With Arkhangelk’s ‘Monument to the Seal’

This was not a trip simply to satisfy historic curiosity, however. Honouring Canada’s war dead buried abroad is one of the most solemn and touching duties of any Canadian diplomat. In Murmansk, I paid respects to merchant seaman Georges Auger but was unable to visit the grave of Flight Sergeant Walter Tabor within the Severmorsk naval base. In Arkhangelsk I laid flowers at the graves of Royce Dyer, Claude Lemoine, Douglas MacDougall, David Fraser, John McDonald and Frank Russell, and at memorials to Walter Conville, Cail Erikson, Stanley Wareham, and Cecil Worthington. All of them fought first in World War I, and then in support of the White Army in the Russian civil war following the 1917 Revolution.  I also paid respects to the British, Australian, Polish, Commonwealth, and Soviet men and women, casualties of both World Wars, commemorated in cemeteries and memorials in these two cities. In Arkhangelsk, I was joined by the Australian ambassador, as a few Australians are also buried or commemorated in the cemetery there, far from home.

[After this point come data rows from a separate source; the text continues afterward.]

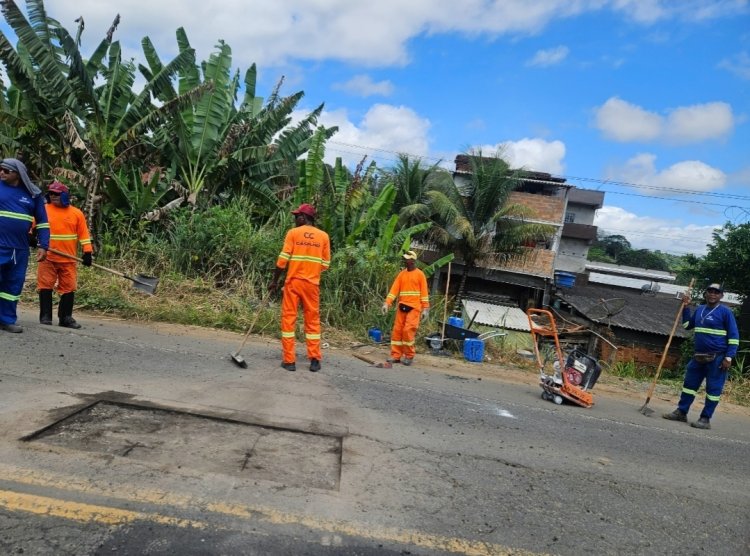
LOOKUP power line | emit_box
[328,140,750,206]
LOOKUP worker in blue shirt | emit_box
[662,284,740,429]
[0,158,49,333]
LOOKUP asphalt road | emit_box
[0,311,750,555]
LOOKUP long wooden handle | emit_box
[440,261,451,340]
[646,278,695,399]
[47,247,129,285]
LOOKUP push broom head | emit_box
[230,353,247,369]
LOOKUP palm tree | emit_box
[385,154,442,213]
[409,151,554,303]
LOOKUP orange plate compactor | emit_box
[526,309,601,407]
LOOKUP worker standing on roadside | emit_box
[382,251,430,365]
[0,158,49,333]
[268,204,331,372]
[37,181,93,329]
[662,284,740,429]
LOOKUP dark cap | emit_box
[292,203,315,218]
[47,181,68,193]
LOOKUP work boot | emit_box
[690,417,711,429]
[662,409,687,423]
[57,292,81,330]
[39,290,52,325]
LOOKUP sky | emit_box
[0,0,750,255]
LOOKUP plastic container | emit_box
[448,317,464,328]
[464,338,484,363]
[555,270,576,288]
[367,328,383,344]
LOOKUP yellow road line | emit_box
[0,464,539,556]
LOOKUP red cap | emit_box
[47,181,68,193]
[292,203,315,218]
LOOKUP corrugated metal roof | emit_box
[556,284,690,338]
[589,272,742,305]
[463,299,529,332]
[586,261,675,281]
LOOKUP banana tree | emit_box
[142,29,334,214]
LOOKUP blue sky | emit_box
[2,0,750,254]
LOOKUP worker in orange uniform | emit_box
[268,204,331,373]
[382,251,430,365]
[37,181,94,329]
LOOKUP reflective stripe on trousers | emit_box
[677,354,729,419]
[0,247,29,324]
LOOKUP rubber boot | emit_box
[39,290,52,324]
[57,292,81,329]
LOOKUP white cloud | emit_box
[594,97,734,144]
[664,102,734,143]
[607,153,727,195]
[333,75,394,97]
[320,104,430,166]
[596,97,662,142]
[594,205,721,255]
[45,0,745,68]
[479,138,565,174]
[526,46,570,67]
[719,51,750,79]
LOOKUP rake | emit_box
[638,279,695,417]
[47,247,159,295]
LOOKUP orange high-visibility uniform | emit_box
[385,268,430,360]
[37,203,94,295]
[276,225,331,363]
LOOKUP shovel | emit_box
[229,298,270,369]
[352,353,393,369]
[47,247,159,295]
[638,279,695,417]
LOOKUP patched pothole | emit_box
[25,401,342,490]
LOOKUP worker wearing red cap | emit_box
[382,251,430,365]
[268,204,331,372]
[37,181,94,328]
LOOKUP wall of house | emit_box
[600,342,680,369]
[555,236,589,274]
[508,191,565,224]
[492,248,555,278]
[565,202,596,226]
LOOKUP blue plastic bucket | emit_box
[555,270,576,288]
[464,338,484,363]
[448,317,464,328]
[367,328,383,344]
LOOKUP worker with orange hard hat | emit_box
[268,203,331,372]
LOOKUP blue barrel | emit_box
[555,270,576,288]
[448,317,464,328]
[367,328,383,344]
[464,338,484,363]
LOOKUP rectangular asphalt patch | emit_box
[24,401,342,490]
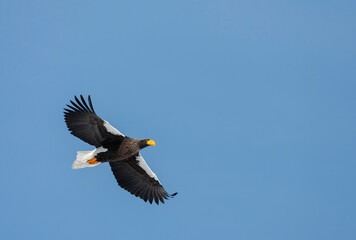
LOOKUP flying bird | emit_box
[64,95,177,205]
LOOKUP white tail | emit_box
[72,149,99,169]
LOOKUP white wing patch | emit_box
[72,147,107,169]
[136,154,161,183]
[104,120,125,137]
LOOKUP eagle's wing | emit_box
[110,153,177,204]
[64,95,124,147]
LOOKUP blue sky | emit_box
[0,0,356,240]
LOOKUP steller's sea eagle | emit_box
[64,95,177,204]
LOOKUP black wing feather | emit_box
[64,95,124,147]
[110,154,177,204]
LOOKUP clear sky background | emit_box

These visits are not just about remembrance, but also about truth, about setting the historical record straight. The USSR suffered horrendous losses in World War II and made great sacrifices. But the Soviet and current Russian governments have manipulated that history for political advantage. A stroll around the monuments of Moscow’s Victory Park, for example, would leave you thinking that the fight against Nazi Germany began in 1941, led by the USSR and a vaguely-defined UN coalition. Setting the record straight means re-surfacing the alliance between Stalin and Hitler from 1939 to 1941 and reminding Russians of the Allied contribution to defeating Nazi Germany.

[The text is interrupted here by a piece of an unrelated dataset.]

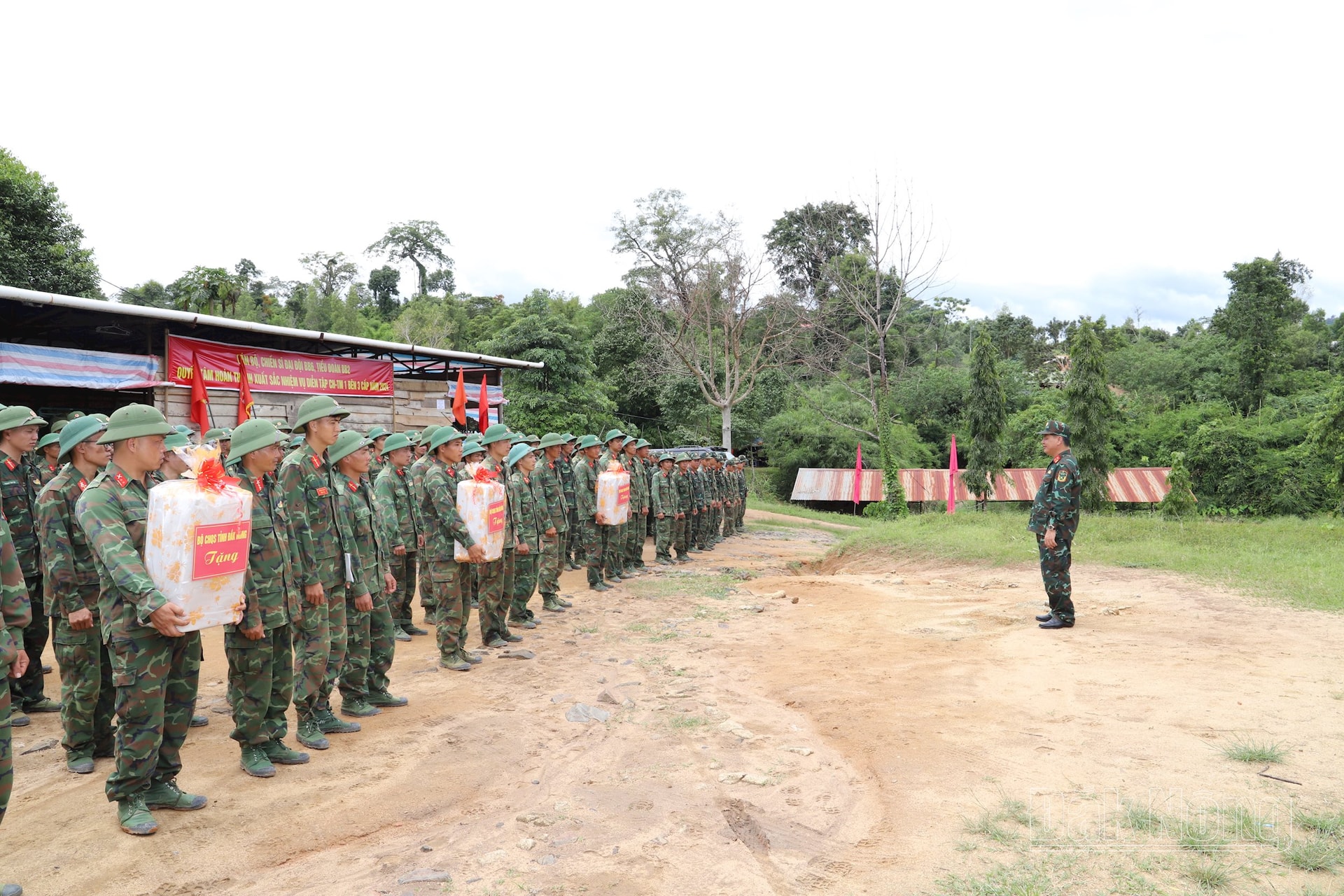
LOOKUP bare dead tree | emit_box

World War II poster/Canadian War Museum

The Canadian contribution to that effort was significant. Canada’s merchant navy made more than 25,000 trips across the Atlantic during World War II; those on the treacherous Arctic route brought military equipment, medical supplies and food to the USSR. One of the amateur historians I met in Archangelsk told me his father spoke of eating bread made from Canadian wheat brought by the convoys, at a time when all food was scarce, never mind white bread. By the war’s end, Canada had the third-largest navy in the world; almost 10 per cent of the Canadian population had enlisted in the armed forces and close to 1 per cent had been wounded or killed.

The legacy of the Murmansk convoys is an important counter to two strands of current Russia propaganda: that Western countries are innately anti-Russian, and that Canada is friendly to supposed “Nazis”. It is nonsense to suggest that the government of Ukraine, or by extension its supporters, is pro-Nazi. Canada’s policy of sanctions and limited engagement toward Russia is in response to Russia’s illegal and unjustified invasion of Ukraine. There is no hidden “Russophobic” agenda at play, simply a call for Russia to respect the most basic principle of the UN Charter.  It is a sad irony that a country that makes so much of its victory in what it calls the Great Patriotic War shows utter disrespect for the most precious outcome of that carnage: the international agreement that disputes between sovereign countries are no longer settled by force.

Between the Archangel Allied Cemetery and the main road lies a new section of the Arkhangelsk cemetery. It contains about 50 graves of Russian soldiers killed since 2022 in Ukraine. Billboards nearby commemorate some of these Russian “heroes”.  Their deaths, and those of so many more soldiers and civilians in Ukraine, are the tragic outcome of the distortion of history and of truth that dominate political discourse in today’s Russia.

Sarah Taylor is Canada’s Ambassador to the Russian Federation.